Acute prostatitis is an infectious inflammation of the prostate gland, accompanied by swelling and the formation of purulent foci in the prostate. Manifestations of acute prostatitis depends on the phase (catarrhal, follicular, parenchymatous, abscessed), and may include dysuric disorders, pain in the perineum, fever, purpura. Diagnosis is based on palpation of the prostate, ultrasound and Doppler studium of the prostate, a study of the discharge of the urethra and prostate secretion. Treatment of acute prostatitis includes the administration of antimicrobial therapy, nonsteroidal anti-inflammatory drugs, antispasmodics, analgesics, immunomodulators, physiotherapy.
Acute and chronic prostatitis, which are the most common and socially important diseases of the male. In clinical urology, prostatitis is diagnosed in 30-58% of men in the reproductive and working age (30-50 years). For acute prostatitis accompanied by disorders of sexual function and fertility, disorders of psychoemotional state and social disadaptation.
Causes of acute prostatitis
Causative agents of acute prostatitis are mainly non-specific infectious agents that penetrate into the tissue of the prostate, gram-negative (Escherichia coli, Klebsiella, Proteus) or gram-positive (staphylococci, enterococci, streptococci)
Often acute prostatitis can be caused by pathogens urogenital infections:
- chlamydia
- trichomoniasis,
- Ureaplasma,
- gonorrhea,
- mycoplasmosis,
- candidiasis etc
Most often, the invasion of microbial agents in the tissues of the prostate occurs, the transcanalicular way – through the excretory ducts of the glands in the wall of the posterior urethra. Therefore, the urethritis of any origin, are often complicated with acute prostatitis. Less microbial flora gets into the prostate from the bladder in acute cystitis. The introduction of pathogens in the gland is significantly facilitated by the increased intraurethral pressure (reprehenderat, the stones of the urethra), keeping the endourethral manipulation (bougienage of the urethra, urinary catheterization, ureteroscopy, cystoscopy, etc).
Additionally, acute prostatitis may be the result of hematogenous infections, has allowed the conditions of blood supply of the prostate with a well-developed system of arterial and venous anastomoses. When called hematogenous drift call can occur in the prostate tissue from distant foci in purulent tonsillitis, sinusitis, caries, cholecystitis, bronchitis, pyoderma, etc. Can be lymphogenous inflammation of the prostate of the bowel with anal fissures, proctitis, colitis.
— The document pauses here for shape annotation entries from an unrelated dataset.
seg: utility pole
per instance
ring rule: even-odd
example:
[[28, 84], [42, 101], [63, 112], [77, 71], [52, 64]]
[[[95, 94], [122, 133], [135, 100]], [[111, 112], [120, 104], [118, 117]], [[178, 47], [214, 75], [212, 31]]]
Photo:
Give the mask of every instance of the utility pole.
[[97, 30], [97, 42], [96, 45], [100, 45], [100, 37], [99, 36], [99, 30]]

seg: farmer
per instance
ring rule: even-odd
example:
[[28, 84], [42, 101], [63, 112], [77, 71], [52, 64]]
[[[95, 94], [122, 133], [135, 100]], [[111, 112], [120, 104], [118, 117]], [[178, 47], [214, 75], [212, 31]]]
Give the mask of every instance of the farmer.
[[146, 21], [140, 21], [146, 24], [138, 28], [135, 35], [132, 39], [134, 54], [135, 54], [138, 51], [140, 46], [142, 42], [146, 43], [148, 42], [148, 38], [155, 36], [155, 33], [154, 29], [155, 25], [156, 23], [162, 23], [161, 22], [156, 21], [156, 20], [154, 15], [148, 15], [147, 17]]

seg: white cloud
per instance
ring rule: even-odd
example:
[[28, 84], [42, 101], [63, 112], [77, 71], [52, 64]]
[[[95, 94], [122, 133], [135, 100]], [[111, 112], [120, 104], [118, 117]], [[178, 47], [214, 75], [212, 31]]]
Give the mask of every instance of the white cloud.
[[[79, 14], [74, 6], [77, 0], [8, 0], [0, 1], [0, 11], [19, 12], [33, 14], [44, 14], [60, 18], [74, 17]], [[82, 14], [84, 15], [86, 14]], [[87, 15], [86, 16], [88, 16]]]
Non-infectious factors that contribute to the development of acute prostatitis include the persistent congestion in the veins of the pelvis and disorders drainage acini of the prostate. The stagnation can be caused by disritmia sexuality and sexual infringement – a practice interrupted intercourse, lack of or unlawful sexual activity, excessive sexual activity, etc., the Pathological deposition of blood from the venous line of the pelvis, can be observed, when a sedentary lifestyle, frequent constipation, colds, chronic (especially of alcohol), poisoning, varicose veins of the pelvis.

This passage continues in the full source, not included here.